The gallery was featured in the September 2005 Architectural Digest under the Discovery by Designers section by request of Ron Mann. We are interested in the primitive essence that is at the core of Mexico and how it remains vital in the contemporary world.
Whitney Lewis-Smith, Ottawa, Canada.
The desire to hang onto life even after it has gone dates back to Egyptian times, when the process of mummification was created to preserve the essence of a human being. The rituals that have been elaborated around death and dying aim to invoke the spirit of those that have passed before us, and are ultimately ego-centric, focusing on making those that are still living retain a feeling of closeness with someone or something that is no longer part of lived experience.
This struggle against time, and the desire to entirely stop its process has sprung up in direct opposition to the ever forward flow of time. The ritualistic procedures carried out in cemeteries, shrines created in homes to those that have passed on, and even the idea that the dead can still live on in ones own dream-state all attest to our fascination with keeping abreast of time and even conquering it.
With the animal realm, it has even come into fashion to have your beloved pet taxidermied, stuffed and able to withstand this ebb and flow. Perhaps all we need is a single qualifier of life – the physical body to then tack on our emotional desires and essentially reanimate a being.
Rowan Corkill, London, England
Rowan Corkill’s work is created from a deep ethnological fascination with various cultural religious and occult beliefs, many of which are founded on a cross pollination of reality and fantasy.
The artist uses his practice as a means to explore and examine the endless distortions of reality which the human mind has transformed into fantastical mythologies and ideologies. The similar role of the artist as creator is also questioned with particular interest in how the use of fiction can be used as a tool to acknowledge and question our presence on the planet.
Esotericism & Alchemy have played a significant role in the artist’s current practice, with particular interest in the Great works or philosopher stone. Incorporated stages of this secret process as starting points for his own work, the artist has re-interpreting each stage with his own ideas which often stem from various religious beliefs and cultural folklore.

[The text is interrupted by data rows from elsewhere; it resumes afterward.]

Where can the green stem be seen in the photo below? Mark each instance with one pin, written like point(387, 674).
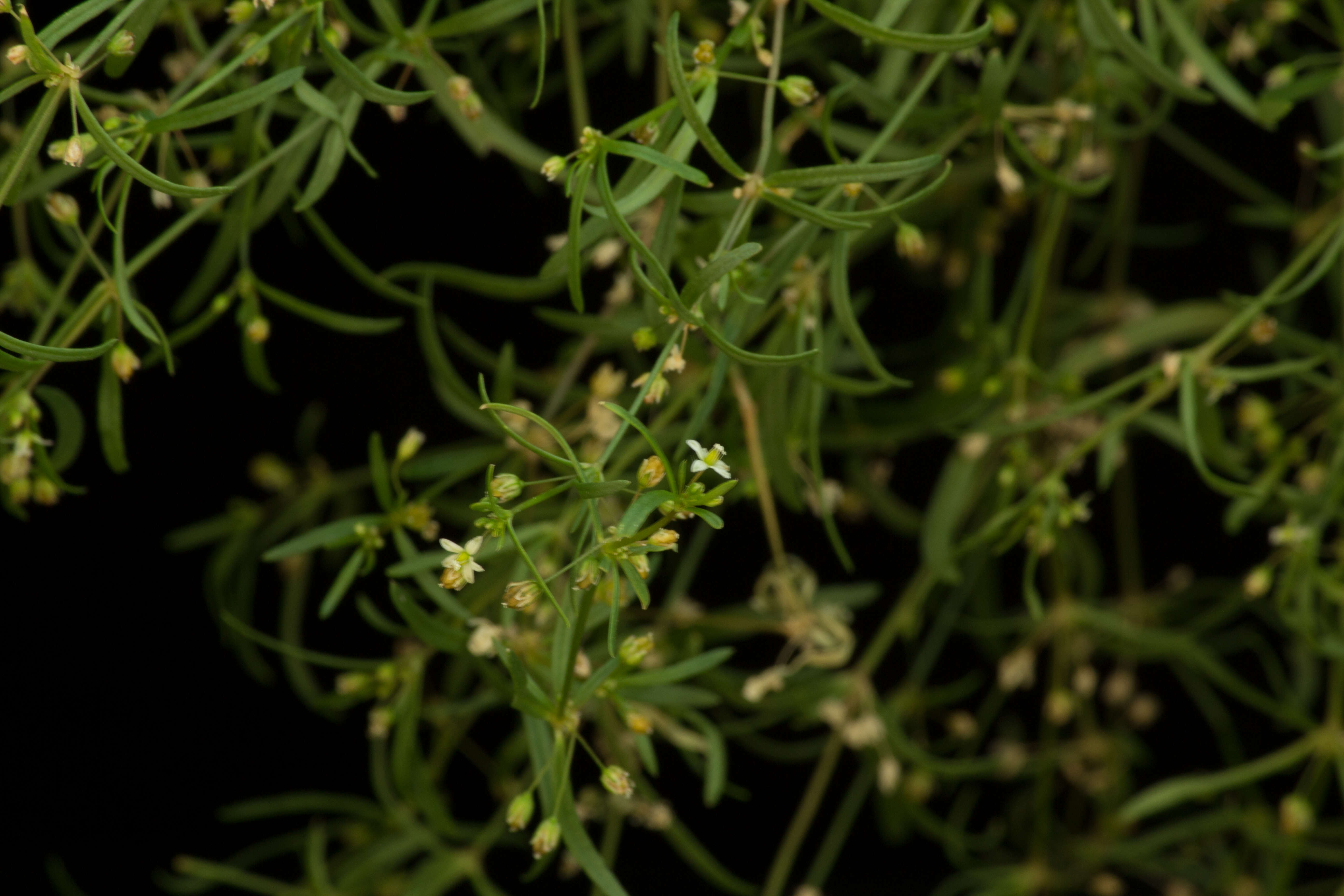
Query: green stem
point(803, 817)
point(575, 68)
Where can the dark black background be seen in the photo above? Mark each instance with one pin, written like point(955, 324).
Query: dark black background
point(130, 725)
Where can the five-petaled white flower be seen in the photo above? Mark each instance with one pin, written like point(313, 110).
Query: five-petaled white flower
point(463, 557)
point(710, 460)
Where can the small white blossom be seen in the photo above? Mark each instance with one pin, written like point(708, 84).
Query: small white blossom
point(710, 460)
point(482, 644)
point(463, 558)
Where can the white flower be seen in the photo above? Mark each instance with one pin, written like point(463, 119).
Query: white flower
point(482, 644)
point(463, 558)
point(711, 460)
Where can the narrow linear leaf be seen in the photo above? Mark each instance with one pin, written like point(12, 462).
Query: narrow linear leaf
point(71, 425)
point(140, 25)
point(638, 585)
point(315, 657)
point(600, 489)
point(581, 847)
point(134, 167)
point(109, 418)
point(682, 90)
point(378, 471)
point(323, 536)
point(1139, 57)
point(362, 84)
point(68, 22)
point(18, 365)
point(716, 271)
point(902, 39)
point(1072, 187)
point(1189, 402)
point(716, 758)
point(867, 174)
point(228, 107)
point(480, 17)
point(803, 212)
point(679, 671)
point(849, 321)
point(655, 158)
point(426, 628)
point(341, 586)
point(331, 320)
point(882, 212)
point(1220, 79)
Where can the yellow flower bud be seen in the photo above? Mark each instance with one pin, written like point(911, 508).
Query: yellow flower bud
point(651, 472)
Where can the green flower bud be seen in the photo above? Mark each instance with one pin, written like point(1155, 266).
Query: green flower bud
point(799, 90)
point(521, 812)
point(644, 339)
point(635, 648)
point(554, 167)
point(546, 839)
point(409, 445)
point(506, 487)
point(64, 209)
point(122, 45)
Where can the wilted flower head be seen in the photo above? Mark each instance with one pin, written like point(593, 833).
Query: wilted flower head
point(651, 472)
point(546, 837)
point(618, 781)
point(519, 596)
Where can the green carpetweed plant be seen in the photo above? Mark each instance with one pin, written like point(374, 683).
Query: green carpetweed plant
point(722, 367)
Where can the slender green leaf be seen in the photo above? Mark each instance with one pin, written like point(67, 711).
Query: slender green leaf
point(284, 648)
point(811, 214)
point(68, 22)
point(682, 90)
point(331, 320)
point(134, 167)
point(1072, 187)
point(34, 135)
point(228, 107)
point(581, 847)
point(1139, 57)
point(362, 84)
point(310, 802)
point(716, 758)
point(378, 471)
point(843, 311)
point(716, 271)
point(1220, 79)
point(1189, 402)
point(638, 585)
point(655, 158)
point(324, 536)
point(109, 418)
point(71, 425)
point(480, 17)
point(902, 39)
point(679, 671)
point(600, 489)
point(341, 586)
point(867, 174)
point(436, 633)
point(18, 365)
point(140, 25)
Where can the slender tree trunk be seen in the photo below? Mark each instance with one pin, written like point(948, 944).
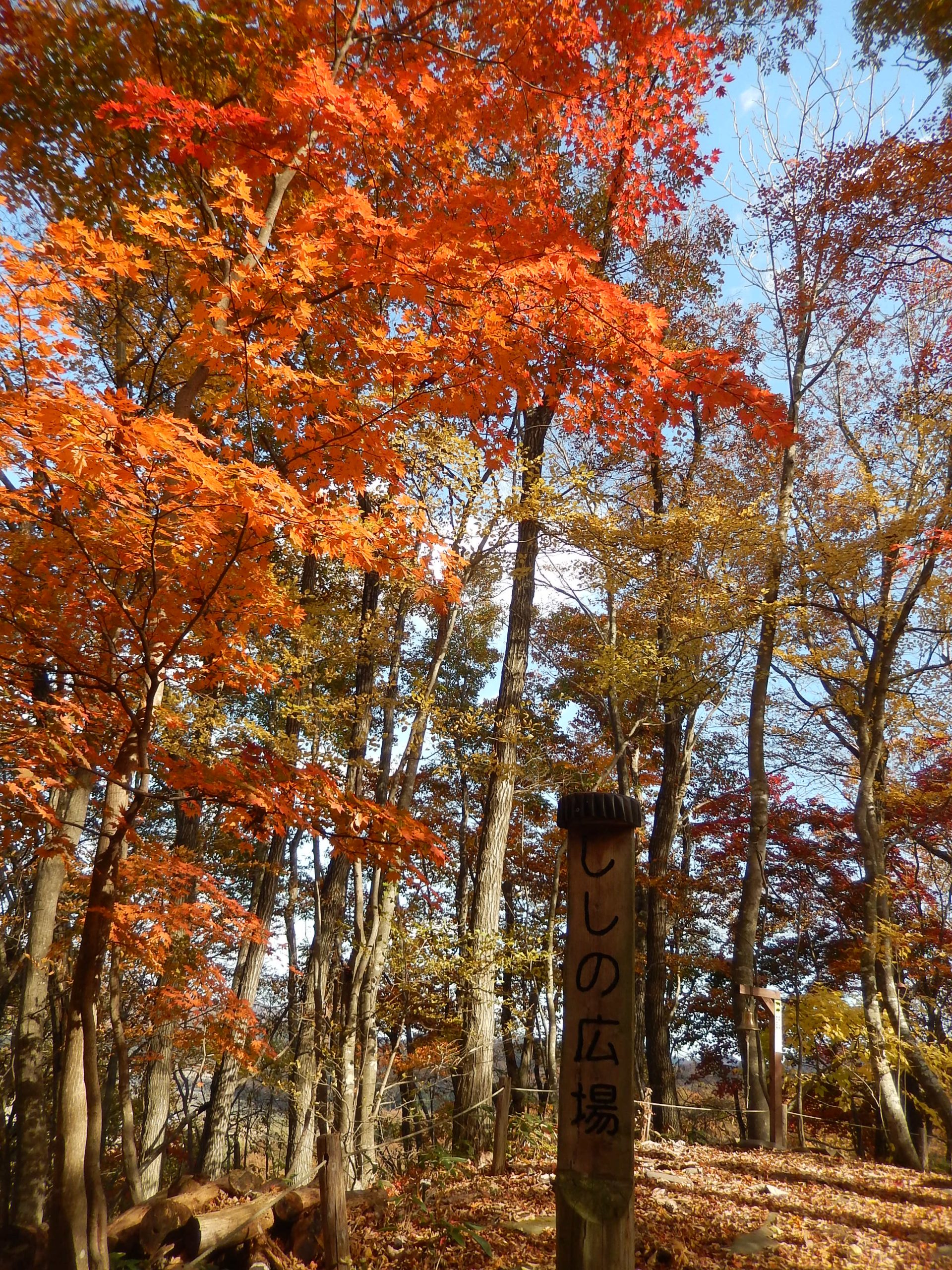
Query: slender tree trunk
point(866, 821)
point(474, 1087)
point(384, 892)
point(678, 740)
point(214, 1152)
point(931, 1087)
point(32, 1148)
point(756, 865)
point(158, 1076)
point(78, 1216)
point(130, 1157)
point(551, 1014)
point(624, 771)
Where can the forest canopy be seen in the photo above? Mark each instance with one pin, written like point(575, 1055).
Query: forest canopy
point(408, 420)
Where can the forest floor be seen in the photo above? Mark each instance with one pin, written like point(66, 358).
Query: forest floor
point(696, 1207)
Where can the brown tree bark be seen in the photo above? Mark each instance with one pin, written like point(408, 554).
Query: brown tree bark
point(678, 743)
point(214, 1151)
point(474, 1087)
point(158, 1076)
point(756, 865)
point(130, 1156)
point(78, 1218)
point(31, 1117)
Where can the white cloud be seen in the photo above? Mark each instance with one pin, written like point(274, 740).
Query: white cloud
point(749, 98)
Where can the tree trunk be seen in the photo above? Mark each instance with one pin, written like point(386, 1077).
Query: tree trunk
point(32, 1150)
point(474, 1089)
point(130, 1157)
point(551, 1014)
point(214, 1152)
point(678, 742)
point(754, 870)
point(158, 1076)
point(890, 1104)
point(931, 1087)
point(78, 1219)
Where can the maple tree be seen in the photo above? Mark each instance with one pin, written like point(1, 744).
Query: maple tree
point(381, 460)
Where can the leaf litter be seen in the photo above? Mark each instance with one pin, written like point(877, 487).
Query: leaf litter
point(696, 1208)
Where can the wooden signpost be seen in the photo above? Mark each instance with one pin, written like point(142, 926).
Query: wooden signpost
point(595, 1171)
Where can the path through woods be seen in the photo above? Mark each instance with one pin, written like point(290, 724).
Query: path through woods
point(695, 1207)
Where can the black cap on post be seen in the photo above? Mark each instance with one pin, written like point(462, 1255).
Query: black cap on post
point(595, 810)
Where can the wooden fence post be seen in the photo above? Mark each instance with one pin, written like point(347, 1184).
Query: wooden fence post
point(595, 1171)
point(500, 1130)
point(337, 1237)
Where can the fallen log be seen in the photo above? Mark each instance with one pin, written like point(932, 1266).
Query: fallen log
point(224, 1228)
point(306, 1199)
point(163, 1219)
point(375, 1198)
point(198, 1193)
point(122, 1232)
point(240, 1183)
point(146, 1227)
point(296, 1202)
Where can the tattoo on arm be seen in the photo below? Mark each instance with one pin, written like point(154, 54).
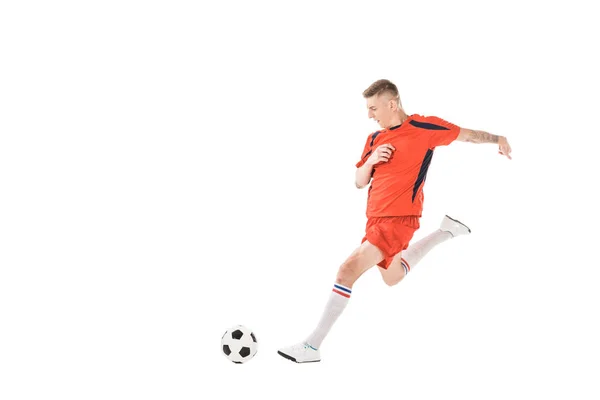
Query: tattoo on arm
point(482, 137)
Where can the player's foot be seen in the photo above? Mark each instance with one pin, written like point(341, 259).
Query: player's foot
point(454, 226)
point(300, 353)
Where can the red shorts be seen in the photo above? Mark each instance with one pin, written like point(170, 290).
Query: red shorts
point(391, 235)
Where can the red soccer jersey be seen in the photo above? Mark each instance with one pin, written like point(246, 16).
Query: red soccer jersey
point(397, 185)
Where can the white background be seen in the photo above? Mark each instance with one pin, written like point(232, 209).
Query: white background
point(170, 169)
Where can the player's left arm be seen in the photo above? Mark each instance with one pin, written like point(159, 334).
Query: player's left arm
point(473, 136)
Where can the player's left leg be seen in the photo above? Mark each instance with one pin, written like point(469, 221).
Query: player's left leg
point(361, 259)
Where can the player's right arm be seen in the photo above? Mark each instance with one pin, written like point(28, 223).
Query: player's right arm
point(365, 172)
point(474, 136)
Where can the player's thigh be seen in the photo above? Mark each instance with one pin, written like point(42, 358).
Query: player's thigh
point(362, 258)
point(394, 268)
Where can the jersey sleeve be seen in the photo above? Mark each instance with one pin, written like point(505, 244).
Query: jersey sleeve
point(365, 154)
point(441, 132)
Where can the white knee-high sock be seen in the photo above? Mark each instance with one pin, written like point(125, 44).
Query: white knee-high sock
point(416, 251)
point(337, 302)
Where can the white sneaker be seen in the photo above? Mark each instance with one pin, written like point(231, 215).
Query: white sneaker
point(301, 353)
point(453, 226)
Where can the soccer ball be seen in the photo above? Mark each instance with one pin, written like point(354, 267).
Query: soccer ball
point(239, 344)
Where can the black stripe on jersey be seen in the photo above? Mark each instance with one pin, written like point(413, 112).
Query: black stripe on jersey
point(373, 137)
point(426, 125)
point(422, 172)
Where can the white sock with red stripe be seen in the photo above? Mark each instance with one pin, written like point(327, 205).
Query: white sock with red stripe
point(336, 304)
point(415, 252)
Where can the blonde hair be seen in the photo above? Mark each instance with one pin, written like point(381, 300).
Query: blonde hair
point(383, 86)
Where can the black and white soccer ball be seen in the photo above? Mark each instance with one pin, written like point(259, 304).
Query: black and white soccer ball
point(239, 344)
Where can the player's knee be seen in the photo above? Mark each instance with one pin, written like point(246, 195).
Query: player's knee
point(392, 281)
point(347, 273)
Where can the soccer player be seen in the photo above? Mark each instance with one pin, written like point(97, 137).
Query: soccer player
point(394, 161)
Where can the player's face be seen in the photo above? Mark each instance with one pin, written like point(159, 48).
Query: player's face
point(381, 110)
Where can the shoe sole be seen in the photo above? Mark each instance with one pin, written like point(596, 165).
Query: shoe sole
point(458, 222)
point(293, 359)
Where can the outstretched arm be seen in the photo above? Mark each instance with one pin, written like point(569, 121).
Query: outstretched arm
point(473, 136)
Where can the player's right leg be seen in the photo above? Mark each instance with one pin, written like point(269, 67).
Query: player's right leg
point(404, 261)
point(361, 259)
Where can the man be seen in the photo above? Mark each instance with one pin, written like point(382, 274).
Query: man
point(395, 162)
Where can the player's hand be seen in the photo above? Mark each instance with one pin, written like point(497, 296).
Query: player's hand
point(504, 147)
point(382, 153)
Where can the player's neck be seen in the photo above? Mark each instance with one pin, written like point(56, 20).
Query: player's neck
point(398, 118)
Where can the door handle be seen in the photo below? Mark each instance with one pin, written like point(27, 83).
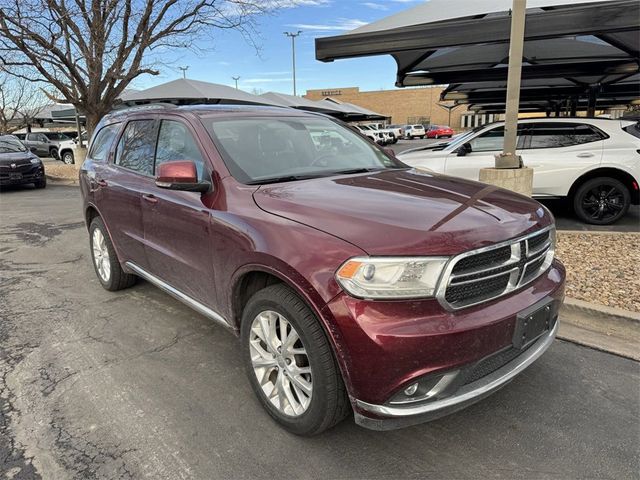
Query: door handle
point(150, 198)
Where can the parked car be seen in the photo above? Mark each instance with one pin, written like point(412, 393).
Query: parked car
point(354, 282)
point(18, 165)
point(43, 144)
point(376, 136)
point(593, 162)
point(439, 131)
point(67, 147)
point(414, 131)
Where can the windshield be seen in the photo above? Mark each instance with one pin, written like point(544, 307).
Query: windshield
point(457, 141)
point(11, 145)
point(271, 149)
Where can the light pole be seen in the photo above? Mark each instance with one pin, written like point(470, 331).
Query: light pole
point(293, 36)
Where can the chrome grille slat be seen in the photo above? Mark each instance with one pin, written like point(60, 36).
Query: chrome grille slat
point(471, 278)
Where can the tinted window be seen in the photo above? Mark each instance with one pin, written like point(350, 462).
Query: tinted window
point(175, 142)
point(262, 149)
point(136, 146)
point(493, 140)
point(554, 135)
point(102, 143)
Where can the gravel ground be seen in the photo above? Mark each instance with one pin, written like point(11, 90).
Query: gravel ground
point(602, 268)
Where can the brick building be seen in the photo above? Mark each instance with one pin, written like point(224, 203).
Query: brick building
point(403, 105)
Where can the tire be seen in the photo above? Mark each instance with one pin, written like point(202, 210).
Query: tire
point(601, 201)
point(67, 157)
point(106, 265)
point(328, 403)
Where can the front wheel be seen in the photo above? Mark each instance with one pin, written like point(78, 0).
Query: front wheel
point(601, 201)
point(105, 261)
point(290, 363)
point(67, 157)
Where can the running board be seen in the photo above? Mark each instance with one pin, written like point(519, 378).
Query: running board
point(177, 294)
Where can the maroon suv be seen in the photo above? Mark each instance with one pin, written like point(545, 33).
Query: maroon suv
point(354, 282)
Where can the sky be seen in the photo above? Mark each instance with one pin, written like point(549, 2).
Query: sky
point(270, 69)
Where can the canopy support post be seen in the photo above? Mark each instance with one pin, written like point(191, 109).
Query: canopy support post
point(509, 172)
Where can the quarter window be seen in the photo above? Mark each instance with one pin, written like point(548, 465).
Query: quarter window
point(102, 143)
point(175, 142)
point(135, 149)
point(555, 135)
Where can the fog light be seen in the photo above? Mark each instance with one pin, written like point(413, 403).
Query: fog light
point(410, 390)
point(426, 388)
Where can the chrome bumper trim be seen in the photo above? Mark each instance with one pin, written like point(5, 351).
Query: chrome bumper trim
point(474, 391)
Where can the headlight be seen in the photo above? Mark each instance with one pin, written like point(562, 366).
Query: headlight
point(391, 277)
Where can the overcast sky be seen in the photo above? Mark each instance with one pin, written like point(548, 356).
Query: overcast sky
point(270, 70)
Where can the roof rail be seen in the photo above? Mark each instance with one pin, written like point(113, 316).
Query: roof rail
point(146, 106)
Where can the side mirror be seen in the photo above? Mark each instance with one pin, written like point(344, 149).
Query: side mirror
point(180, 175)
point(463, 150)
point(389, 151)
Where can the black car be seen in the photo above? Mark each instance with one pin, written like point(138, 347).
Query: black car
point(18, 165)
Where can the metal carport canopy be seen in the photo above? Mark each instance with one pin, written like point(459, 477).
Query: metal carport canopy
point(433, 46)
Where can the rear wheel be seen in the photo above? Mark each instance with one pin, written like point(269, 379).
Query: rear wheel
point(290, 363)
point(105, 261)
point(601, 201)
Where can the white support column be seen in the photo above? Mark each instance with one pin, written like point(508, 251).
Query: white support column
point(515, 178)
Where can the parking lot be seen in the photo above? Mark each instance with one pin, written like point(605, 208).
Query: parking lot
point(134, 384)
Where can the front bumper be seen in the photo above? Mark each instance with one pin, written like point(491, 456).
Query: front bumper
point(386, 346)
point(381, 417)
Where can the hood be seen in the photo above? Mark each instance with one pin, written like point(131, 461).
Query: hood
point(406, 212)
point(430, 150)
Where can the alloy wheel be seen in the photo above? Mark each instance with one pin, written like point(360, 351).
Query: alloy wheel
point(280, 363)
point(603, 202)
point(101, 255)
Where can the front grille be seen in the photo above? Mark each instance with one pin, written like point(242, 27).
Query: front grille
point(487, 289)
point(483, 260)
point(488, 273)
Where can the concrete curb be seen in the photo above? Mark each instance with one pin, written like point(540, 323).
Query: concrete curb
point(608, 329)
point(62, 180)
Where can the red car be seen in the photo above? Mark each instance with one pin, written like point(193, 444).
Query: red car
point(355, 283)
point(439, 131)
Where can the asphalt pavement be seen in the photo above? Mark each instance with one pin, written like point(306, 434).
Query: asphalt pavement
point(134, 384)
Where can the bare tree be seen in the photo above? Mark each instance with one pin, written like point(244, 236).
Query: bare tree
point(20, 102)
point(89, 51)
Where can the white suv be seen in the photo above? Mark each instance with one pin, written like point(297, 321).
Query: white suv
point(594, 162)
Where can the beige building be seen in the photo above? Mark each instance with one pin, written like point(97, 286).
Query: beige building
point(403, 105)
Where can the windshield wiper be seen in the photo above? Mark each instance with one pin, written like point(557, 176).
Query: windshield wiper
point(284, 178)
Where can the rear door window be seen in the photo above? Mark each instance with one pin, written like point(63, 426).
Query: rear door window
point(175, 142)
point(102, 143)
point(136, 146)
point(561, 134)
point(493, 140)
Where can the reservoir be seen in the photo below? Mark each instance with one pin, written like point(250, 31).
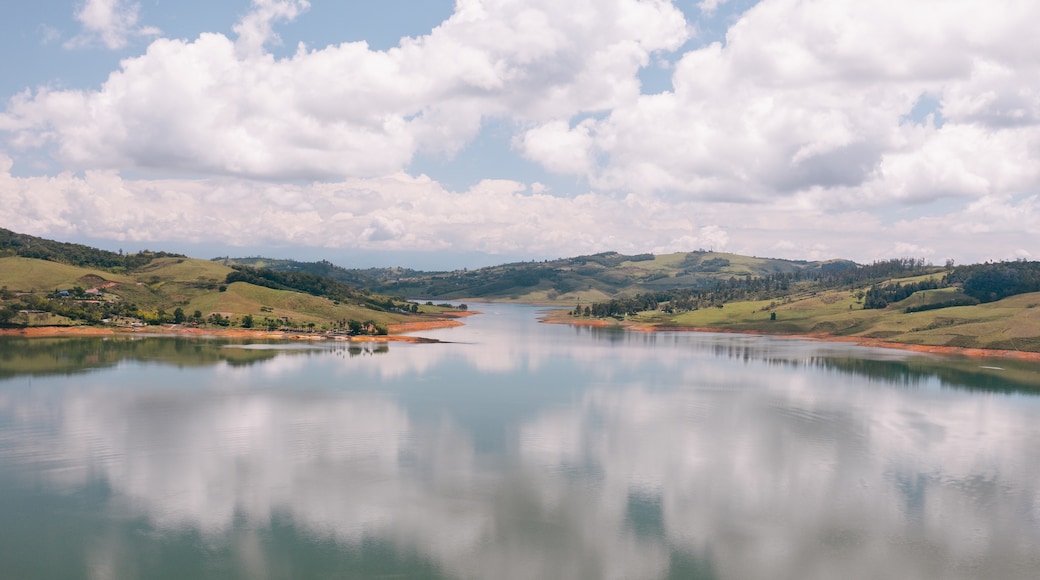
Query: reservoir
point(515, 450)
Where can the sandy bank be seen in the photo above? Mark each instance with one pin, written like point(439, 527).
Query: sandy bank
point(643, 327)
point(446, 320)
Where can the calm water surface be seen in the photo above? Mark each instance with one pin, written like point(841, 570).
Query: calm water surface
point(520, 450)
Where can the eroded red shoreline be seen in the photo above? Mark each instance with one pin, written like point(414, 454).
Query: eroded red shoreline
point(959, 350)
point(445, 320)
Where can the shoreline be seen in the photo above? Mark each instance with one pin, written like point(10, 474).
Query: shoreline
point(970, 352)
point(397, 332)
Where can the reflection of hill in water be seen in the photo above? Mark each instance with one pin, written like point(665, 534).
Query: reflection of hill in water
point(972, 374)
point(1008, 376)
point(69, 356)
point(892, 367)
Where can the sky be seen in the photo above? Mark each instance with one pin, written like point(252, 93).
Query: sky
point(440, 135)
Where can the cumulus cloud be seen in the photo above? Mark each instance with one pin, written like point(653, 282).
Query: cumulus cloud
point(214, 105)
point(401, 212)
point(809, 97)
point(255, 29)
point(109, 23)
point(794, 136)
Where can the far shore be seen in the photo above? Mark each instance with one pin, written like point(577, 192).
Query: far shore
point(396, 332)
point(559, 317)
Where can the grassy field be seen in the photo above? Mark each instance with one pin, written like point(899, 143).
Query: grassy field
point(25, 274)
point(241, 298)
point(1009, 324)
point(191, 285)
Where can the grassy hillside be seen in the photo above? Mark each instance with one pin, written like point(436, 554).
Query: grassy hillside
point(26, 274)
point(588, 279)
point(47, 283)
point(1012, 323)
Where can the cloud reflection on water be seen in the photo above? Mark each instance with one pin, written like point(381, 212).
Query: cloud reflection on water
point(749, 457)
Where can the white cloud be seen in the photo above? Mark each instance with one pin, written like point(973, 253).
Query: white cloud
point(255, 29)
point(791, 137)
point(811, 97)
point(110, 23)
point(407, 213)
point(217, 106)
point(709, 6)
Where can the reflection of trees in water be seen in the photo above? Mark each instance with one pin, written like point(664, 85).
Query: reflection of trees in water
point(971, 374)
point(959, 373)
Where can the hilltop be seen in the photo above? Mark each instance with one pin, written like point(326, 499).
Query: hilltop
point(44, 283)
point(991, 307)
point(583, 279)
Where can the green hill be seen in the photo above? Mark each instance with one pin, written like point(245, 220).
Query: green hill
point(48, 283)
point(589, 279)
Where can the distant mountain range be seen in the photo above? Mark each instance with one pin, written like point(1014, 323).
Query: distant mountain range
point(987, 306)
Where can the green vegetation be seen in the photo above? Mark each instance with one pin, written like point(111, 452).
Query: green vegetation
point(931, 310)
point(47, 283)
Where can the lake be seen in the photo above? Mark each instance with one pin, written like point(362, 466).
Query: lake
point(516, 450)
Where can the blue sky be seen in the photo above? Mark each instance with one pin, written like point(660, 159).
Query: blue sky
point(442, 134)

Within each stage a huge variety of influences and inspirations shape the creative process. Youth subcultures, African art & Voodoo, Occult worship and secret initiations, Catholic art and medieval history are but a few of the ever expanding interests which shape the artists world. These influences merge together to produce works which are both strangely familiar and completely unknown.
Rowan Corkill’s work features many strange and bizarre materials collected from human animal and plant life, most of which are imbued with strong symbolic references and meanings. These symbolisms are often created out of superstitious and fictitious beliefs which elevate the objects and materials beyond the ‘norms’ of the everyday. Yet the creations of these beliefs are firmly rooted in realism as the core of all things.
The Artist works within varying artistic fields including sculpture, drawings, performance, photography, sound and taxidermy.
NO ANIMALS WERE HARMED IN THE MAKING OF THESE WORKS.